Quando il contribuente riceve un’eredità, la stessa è soggetta all’Imposta sulle Successioni e sulle Donazioni con aliquote diverse in base al grado di parentela col de cuius. Diverso è il trattamento dei ratei maturati sui redditi di lavoro dipendente o pensione e non riscossi, per cui viene rilasciata una Certificazione Unica dal datore di lavoro o dall’INPS. Vediamo assieme come riconoscere quest’ultima casistica e in che modo deve operare l’erede in sede di elaborazione del dichiarativo.

Nel caso di rapporti di lavoro o pensione cessati mortis causa, sovente vi sono dei ratei spettanti e non riscossi dal soggetto defunto. Si tratta, a titolo esemplificativo, della quota maturata per la tredicesima mensilità o di elementi accessori del salario come lo straordinario e la reperibilità. Tutte queste somme, che solitamente sono oggetto di tassazione ordinaria, in questo specifico caso sono assoggettate a diversa imposizione. È l’art. 7, comma 3, del TUIR a chiarire che “In caso di morte dell’avente diritto i redditi che secondo le disposizioni relative alla categoria di appartenenza sono imputabili al periodo d’imposta in cui sono percepiti, determinati a norma delle disposizioni stesse, sono tassati separatamente a norma degli artt. 19 e 21”. Quindi, i medesimi importi che generalmente sono sottoposti a tassazione ordinaria, per il fatto stesso di essere percepiti da un erede vengono assoggettati a tassazione separata.

Come riconoscere le Certificazioni Uniche relative ai ratei non riscossi?

In questi casi il sostituto d’imposta (l’INPS se il de cuius era pensionato) è tenuto a redigere le Certificazioni Uniche sia per il defunto (con i redditi elargiti e le trattenute operate fino alla data del decesso) sia per gli eredi. Per avere chiara evidenza che trattasi di una CU trasmessa in favore degli eredi, è necessario verificare che:

  • al punto 8, nella casella riferita alle “categorie particolari” della sezione “dati relativi al dipendente, pensionato o altro percettore delle somme”, sia stata inserita la lettera Z;
  • nelle annotazioni sia stata riportata la seguente dicitura “AB: Somme corrisposte al percipiente in qualità di erede, di avente diritto ai sensi dell’art. 2122 del codice civile o ai sensi dell’art. 12-bis della legge n. 898 del 1970. Dati del deceduto: CF (…), dati anagrafici (…). Le somme indicate nei punti 1, 2, 3, 4 e 5 della Certificazione non devono essere riportate nella dichiarazione dei redditi; le somme indicate nel punto 801 costituiscono: eredità”.
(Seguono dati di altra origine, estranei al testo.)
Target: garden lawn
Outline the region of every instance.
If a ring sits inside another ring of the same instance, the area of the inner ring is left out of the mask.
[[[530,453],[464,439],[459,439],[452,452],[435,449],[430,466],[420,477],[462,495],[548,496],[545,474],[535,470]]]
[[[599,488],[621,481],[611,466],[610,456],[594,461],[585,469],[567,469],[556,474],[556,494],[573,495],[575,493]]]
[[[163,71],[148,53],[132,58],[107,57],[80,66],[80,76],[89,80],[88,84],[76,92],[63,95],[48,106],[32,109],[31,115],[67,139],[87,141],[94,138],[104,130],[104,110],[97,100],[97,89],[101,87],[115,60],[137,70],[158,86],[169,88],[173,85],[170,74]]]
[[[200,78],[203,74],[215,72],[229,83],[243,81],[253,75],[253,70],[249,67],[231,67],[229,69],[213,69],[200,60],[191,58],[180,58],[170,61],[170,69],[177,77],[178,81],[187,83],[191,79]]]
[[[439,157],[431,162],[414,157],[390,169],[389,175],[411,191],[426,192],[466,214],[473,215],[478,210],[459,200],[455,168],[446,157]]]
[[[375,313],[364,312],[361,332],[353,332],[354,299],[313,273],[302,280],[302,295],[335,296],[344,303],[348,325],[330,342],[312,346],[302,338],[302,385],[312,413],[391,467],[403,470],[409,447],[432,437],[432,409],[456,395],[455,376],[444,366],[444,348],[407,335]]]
Come deve agire l’erede in questi casi?

Come chiarito anche nelle annotazioni succitate, l’erede non è tenuto ad inserire le somme nel proprio dichiarativo, anche se in possesso di una Certificazione Unica a lui intestata. L’art. 23, comma 2, lettera e), del D.P.R. n. 600/1973, infatti, prevede che questi proventi siano sottoposti ad un’imposta sostitutiva pari all’aliquota del primo scaglione Irpef (23%). Trattandosi, quindi, di redditi assoggettati a tassazione separata e a titolo definitivo, tali importi non concorrono alla formazione del reddito imponibile ai fini dell’imposta sulle persone fisiche.